Comment parler à l’homme et à la femme actuels sans vivre proche d’eux ? Comment leur offrir la saveur de la Bonne Nouvelle du Christ, du Ressuscité, sans communier à leurs attentes ? Sans écouter leurs désirs et en tenir compte ?
Il y a des gens qui tout en ayant une forte demande spirituelle refusent la réponse qu’apporte l’Église parce que celle-ci, au cours de son histoire, a posé trop de gestes opposés au message christique. Même si le peuple n’a pas connaissance du serment antimoderniste que le clergé était obligé de prononcer au moins jusque dans les années 60, il garde dans sa mémoire collective l’idée que les chrétiens s’opposent au monde moderne. Et les médias sont toujours, ou souvent, disposés à mettre en avant les traces actuelles de ce désamour du monde.
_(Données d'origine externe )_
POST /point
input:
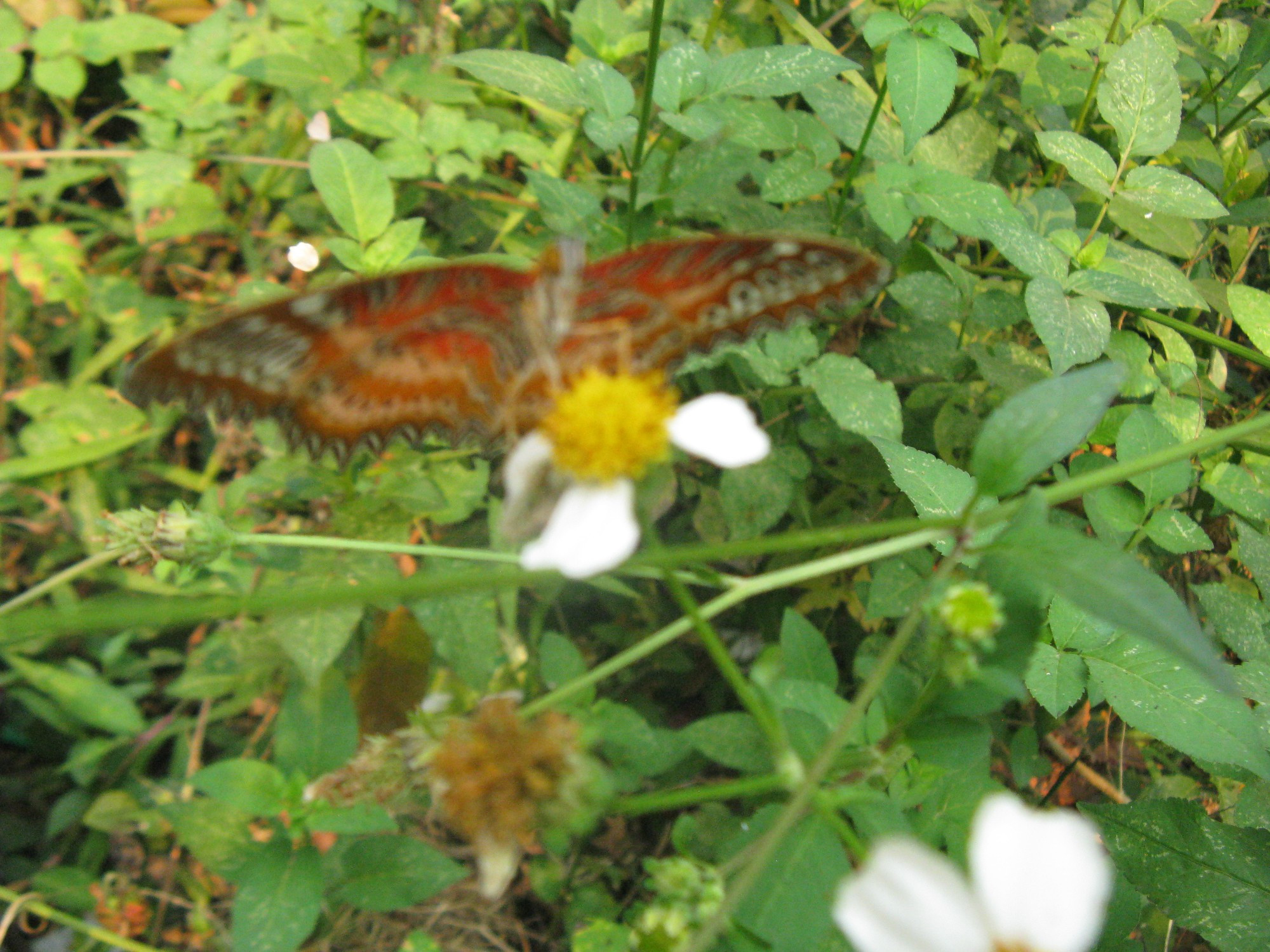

Processions et dentelles exhibées par le clergé font l’affaire.
En terme plus théologique, je souligne ici la différence qui existe entre une théologie dogmatique descente et une écoute, ascendante, de l’Esprit qui nous parle à travers le quotidien de l’humanité. Alfred Ancel, pour comprendre les gens avec qui il vivait étudia attentivement le vocabulaire employé et chercha à comprendre l’impact du communisme sur eux.
Dans cette lige pastorale, aujourd’hui, nous, les baptisés conscients de notre baptême, nous recevons la mission d’écouter ce qui se dit, par exemple dans les diverses associations soutenant la dignité personnelle. Elles sont nombreuses sur les Pentes de la Croix Rousse. Il convient aussi de tenir compte de la sensibilité des artistes de tout art qui, dans leur création, donne à entendre le vécu et le ressenti de chacun. En ce sens, le souci pastoral de l’Église ne peut se limiter à la réception des personnes qui viennent pour demander un sacrement. Il y a tous les autres, ceux qui ne demandent rien à une Institution jugée non crédible.
Parlons finance.
Il est clair qu’une communauté paroissiale située dans une zone de non-chrétienté aura du mal à payer tous les frais qu’occasionne la tenue d’une activité pastorale avec des gens qui ne se sentent pas concernés par la vie de l’Église. La difficulté sera d’autant plus réelle que les bâtiments à gérer, historiques, sont vastes avec de nombreuses contraintes d’entretien et de sécurité. Pour vivre, cette paroisse ayant peu de cultes ne peut que compter sur la solidarité des communautés financièrement plus à l’aise. L’idée d’une péréquation s’applique normalement au service des groupes qui ne peuvent être autonomes. Il me semble impossible, même si je l’ai entendu, que l’on puisse dire à une équipe d’animation pastorale : « il faut arrêter cela tout de suite, si vous n’avez pas assez de sacrements qui vous permettent d’être financièrement autonome, il faut vite fermer ». Cette considération comptable est valable à propos de la marche d’une entreprise, mais pas pour une mission chrétienne.
Tel est mon avis. Mais où en débattre ? Avec quels critères d’évaluation ? Un audit a été commandé à une entreprise par l’évêque sur la vie des paroisses. Quel est leur cahier des charges ? Ce dernier comprend-il une attention aux présences des chrétiens dans un monde hors Église ? Les rares rencontres que nous avons eues ne permettent pas de répondre à ces questions.